Among her initiatives at the newspaper was spearheading two-factor authentication and securing subscriber information at a time the Times continues to set digital subscription records.  

These days, media organizations appear to be more open to using encrypted communications for their work. 

“Are they receptive? Yes. Though a media organization has to balance budget, resources, and time… just like any other organization,” she says, citing the popularity that Tor and Signal has domestically and overseas. “You’d have to ask Tor and Signal for specific numbers, though, I’m just going by what I see on various social platforms.” 

Prior to the Times, she was a developer for The Tor Project and also served as a technical advisor to the Freedom of the Press Foundation and a member of the review board for Black Hat Europe.  

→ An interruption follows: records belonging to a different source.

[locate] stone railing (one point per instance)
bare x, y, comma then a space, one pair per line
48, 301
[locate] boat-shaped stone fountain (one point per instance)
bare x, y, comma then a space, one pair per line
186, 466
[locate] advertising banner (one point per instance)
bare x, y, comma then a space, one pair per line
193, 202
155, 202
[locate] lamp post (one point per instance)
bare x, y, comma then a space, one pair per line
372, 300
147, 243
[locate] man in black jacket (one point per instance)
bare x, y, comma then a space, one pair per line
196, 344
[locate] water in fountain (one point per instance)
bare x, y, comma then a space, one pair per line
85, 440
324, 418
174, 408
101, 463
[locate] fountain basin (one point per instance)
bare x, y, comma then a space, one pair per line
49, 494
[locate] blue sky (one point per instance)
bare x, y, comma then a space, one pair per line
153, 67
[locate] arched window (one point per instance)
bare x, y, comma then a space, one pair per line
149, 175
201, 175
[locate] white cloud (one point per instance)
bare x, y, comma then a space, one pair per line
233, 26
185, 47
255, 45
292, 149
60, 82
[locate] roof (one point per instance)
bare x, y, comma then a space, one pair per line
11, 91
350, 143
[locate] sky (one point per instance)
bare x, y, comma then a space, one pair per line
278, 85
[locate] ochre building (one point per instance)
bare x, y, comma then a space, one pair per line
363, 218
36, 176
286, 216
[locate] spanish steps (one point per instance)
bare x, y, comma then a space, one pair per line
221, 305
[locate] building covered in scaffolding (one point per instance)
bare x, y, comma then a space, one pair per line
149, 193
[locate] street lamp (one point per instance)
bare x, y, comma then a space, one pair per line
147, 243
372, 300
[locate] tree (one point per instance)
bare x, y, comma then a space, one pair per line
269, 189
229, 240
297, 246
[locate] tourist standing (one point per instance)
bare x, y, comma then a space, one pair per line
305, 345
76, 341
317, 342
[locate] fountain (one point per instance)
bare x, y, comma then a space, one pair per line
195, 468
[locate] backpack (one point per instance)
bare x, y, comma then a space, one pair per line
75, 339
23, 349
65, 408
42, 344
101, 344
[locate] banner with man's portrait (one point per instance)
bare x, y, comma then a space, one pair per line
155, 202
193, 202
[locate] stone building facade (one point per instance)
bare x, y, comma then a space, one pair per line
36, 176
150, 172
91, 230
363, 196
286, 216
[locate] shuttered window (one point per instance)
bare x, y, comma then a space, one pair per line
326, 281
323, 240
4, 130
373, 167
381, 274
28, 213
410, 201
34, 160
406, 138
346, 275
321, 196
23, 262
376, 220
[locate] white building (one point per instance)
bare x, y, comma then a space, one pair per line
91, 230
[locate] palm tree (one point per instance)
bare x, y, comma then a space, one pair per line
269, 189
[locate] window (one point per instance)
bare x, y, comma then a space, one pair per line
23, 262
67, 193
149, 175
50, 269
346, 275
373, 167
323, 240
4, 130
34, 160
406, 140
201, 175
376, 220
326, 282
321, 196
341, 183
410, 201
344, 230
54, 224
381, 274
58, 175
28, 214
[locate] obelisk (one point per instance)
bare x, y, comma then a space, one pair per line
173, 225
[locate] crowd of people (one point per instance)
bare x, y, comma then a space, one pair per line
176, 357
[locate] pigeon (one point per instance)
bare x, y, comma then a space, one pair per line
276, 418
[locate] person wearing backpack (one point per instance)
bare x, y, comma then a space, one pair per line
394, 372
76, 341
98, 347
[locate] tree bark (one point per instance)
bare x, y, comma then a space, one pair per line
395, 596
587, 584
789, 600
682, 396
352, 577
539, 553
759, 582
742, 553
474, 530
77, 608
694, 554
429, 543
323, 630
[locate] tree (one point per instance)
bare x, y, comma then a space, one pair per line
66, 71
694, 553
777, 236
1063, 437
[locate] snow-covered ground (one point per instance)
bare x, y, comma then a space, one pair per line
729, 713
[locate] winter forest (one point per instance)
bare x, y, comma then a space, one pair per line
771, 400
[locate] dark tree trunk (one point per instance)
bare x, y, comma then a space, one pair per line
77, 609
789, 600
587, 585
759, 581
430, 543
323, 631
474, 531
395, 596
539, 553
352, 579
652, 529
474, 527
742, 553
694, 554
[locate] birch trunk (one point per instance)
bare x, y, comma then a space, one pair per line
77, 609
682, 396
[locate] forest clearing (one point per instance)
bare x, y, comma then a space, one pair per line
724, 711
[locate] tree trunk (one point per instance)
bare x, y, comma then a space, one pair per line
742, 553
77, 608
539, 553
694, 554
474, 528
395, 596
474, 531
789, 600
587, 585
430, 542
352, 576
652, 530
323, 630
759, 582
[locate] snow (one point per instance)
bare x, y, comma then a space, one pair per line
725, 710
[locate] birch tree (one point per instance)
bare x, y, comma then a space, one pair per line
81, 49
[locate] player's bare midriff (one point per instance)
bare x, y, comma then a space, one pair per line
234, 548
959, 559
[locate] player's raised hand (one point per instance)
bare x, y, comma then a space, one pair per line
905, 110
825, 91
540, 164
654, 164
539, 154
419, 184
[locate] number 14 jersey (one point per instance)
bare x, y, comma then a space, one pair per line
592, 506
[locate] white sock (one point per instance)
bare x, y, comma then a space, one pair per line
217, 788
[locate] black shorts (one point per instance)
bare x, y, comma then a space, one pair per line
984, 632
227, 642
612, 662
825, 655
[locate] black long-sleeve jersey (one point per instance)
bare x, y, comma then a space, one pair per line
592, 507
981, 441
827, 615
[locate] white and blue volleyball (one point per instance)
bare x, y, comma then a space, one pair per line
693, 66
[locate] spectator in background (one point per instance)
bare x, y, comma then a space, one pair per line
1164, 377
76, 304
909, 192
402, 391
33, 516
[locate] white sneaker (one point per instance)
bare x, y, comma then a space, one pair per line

“I’ve done a handful of workshops for Norwegian media organizations over the years,” says the New York-based Sandvik, who currently serves on the board of the Norwegian Online News Association. “They’re definitely paying attention to this field and asking the right questions.” 

She also is a board member of The Signals Foundation, which supports whistleblowers globally. Speaking of which, Sandvik once hosted a CryptoParty in Hawaii with Edward Snowden. “I’d love to do it again one day,” she quips. 

When not blogging on her own website runasandvik.com, she also contributes to Forbes about cybersecurity. 

But perhaps Sandvik is best known for presenting in 2015 her research at DefCon, proving that a sniper’s rifle could be disabled or the target switched.